Answer to Question #330801 in Statistics and Probability for BERNARD

Let $A-$ the event that a farmer grows oranges only, $P(A) =0.3;$

$B-$ the event that a farmer grows lemons only, $P(B) =0.1;$

$C-$ the event that a farmer grows both oranges and lemons, $P(C) =0.04.$

1.1) $D-$ the event that a farmer grows either oranges or lemons, $D=A\cup B.$

Events $A, B$ are mutually exclusive events,

$P(D) =P(A\cup B) =P(A) +P(B) =\\ =0.30+0.10=0.40=40\%.$

1.2) $E-$ the event that a farmer grows neither oranges nor lemons.

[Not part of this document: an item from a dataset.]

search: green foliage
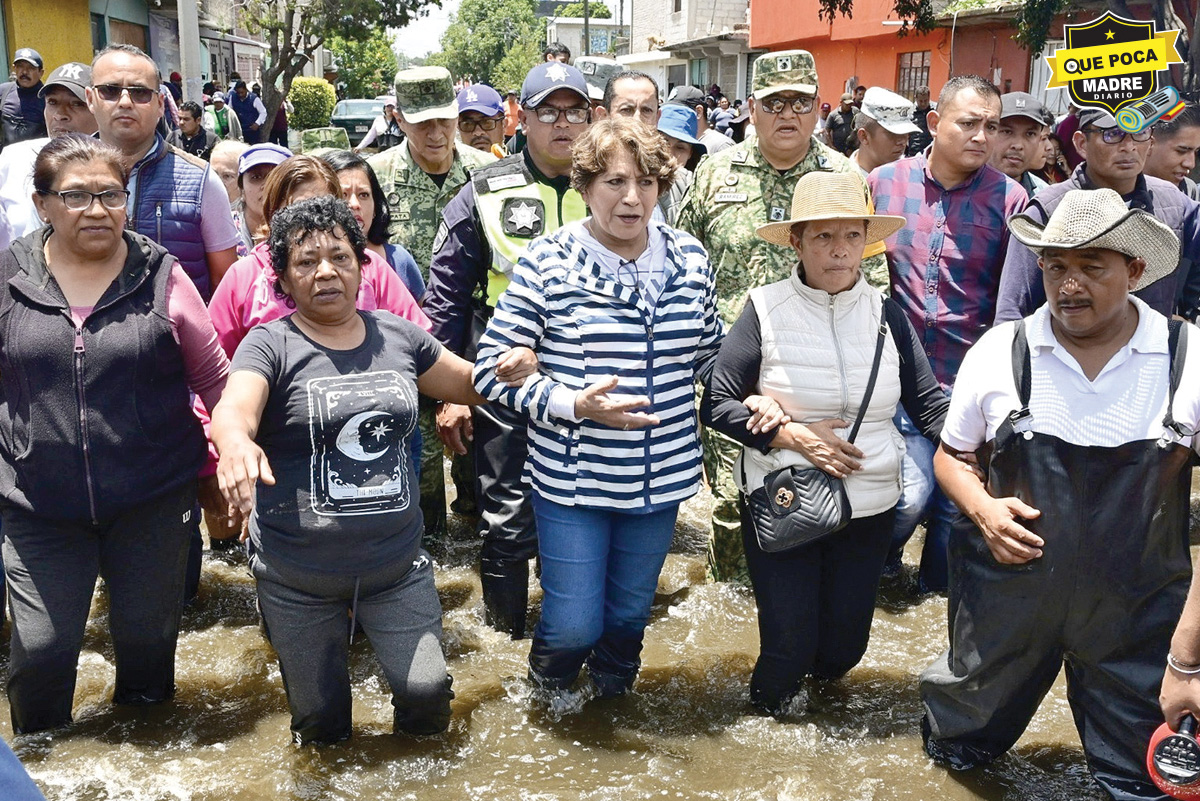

$F-$ the event that a farmer grows oranges or lemons or both, $F=A\cup B\cup C;$

Events $A, B, C$ are mutually exclusive events,

$P(F) =P(A\cup B\cup C) =\\=P(A) +P(B) +P(C) =\\ =0.30+0.10+0.04=0.44=44\%.$

Events $E$ and $F$ are complementary events,

$E=\bar F, P(E) =1-P(F)=1-0.44=0.56=56\%.$

1.3)

$\cfrac{P(C) } {P(A)+P(C) } =\cfrac{0.04} {0.3+0.04} =0.1176=11.76\%.$